Third, exercise/exercise training have been reported to be associated with symbiotic modifications in gut microbiota. In our study, the increased abundance of Bacteroides vulgatus and Escherichia fergusonii observed in HF+DSS mice compared to HF mice may reflect increased intestinal bacterial translocation via disrupted gut barrier and subsequent infiltration of acute inflammatory immune cells, exacerbating the colitis symptoms. In agreement with this, Escherichia fergusonii and Bacteroides vulgatus are implicated in bowel inflammation in animals [35] and humans [36] in IBD. On the other hand, exercise preconditioning resulted in increased diversity of gut microbiota along with an increase in Akkermansia muciniphila and a decrease in B. vulgatus. This is interesting because Akkermansia muciniphila has anti-inflammatory and immunostimulant properties and can improve gut barrier function, endotoxemia, and insulin sensitivity [37]. Similar to animal studies, exercise training-induced microbiota symbiosis has been reported from patients with metabolic diseases associated with gut barrier dysfunction and low grade inflammation [38]. Together, the current findings suggest that exercise preconditioning-induced symbiotic modifications in gut microbiota are associated with alleviated clinical symptoms of colitis associated HF+DSS treatments, although the mechanisms linking symbiotic gut microbiota to its protective effects against colitis need to be elucidated.

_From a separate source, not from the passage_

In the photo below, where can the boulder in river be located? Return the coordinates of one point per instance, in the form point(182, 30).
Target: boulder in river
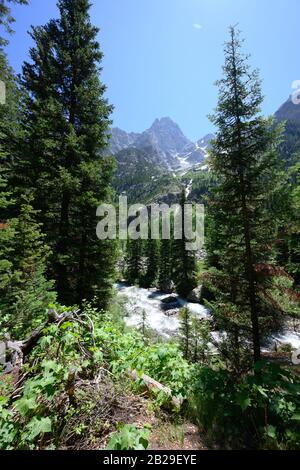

This study has some limitations. First, lack of positive controls (e.g., SC+DSS or EX+SC+DSS) in this study limits our interpretation regarding exercise training-induced alleviations of this experimental colitis. Second, the therapeutic effects of exercise preconditioning-induced modifications in gut microbiota against pathogenesis of colitis remain to be confirmed by using a germ free animal model in a cause-and-effect manner [39]. Third, assessing inflammatory responses and histological changes at multiple points rather than at end point only would provide a better picture of the unveiling of host responses to this experimental insult. Lastly, an objective measure of intestinal permeability, e.g., in vivo with a tracer flux assay or in vitro using chambers, would be necessary to elucidate a causal link between exercise training and gut barrier integrity.

5. Conclusions

In this animal study, we found that exercise preconditioning attenuated the clinical symptoms of experimentally induced colitis along with symbiotic modifications in gut microbiota in wild-type mice, implying a therapeutic role of promotion of physical fitness against the pathogenesis of colitis.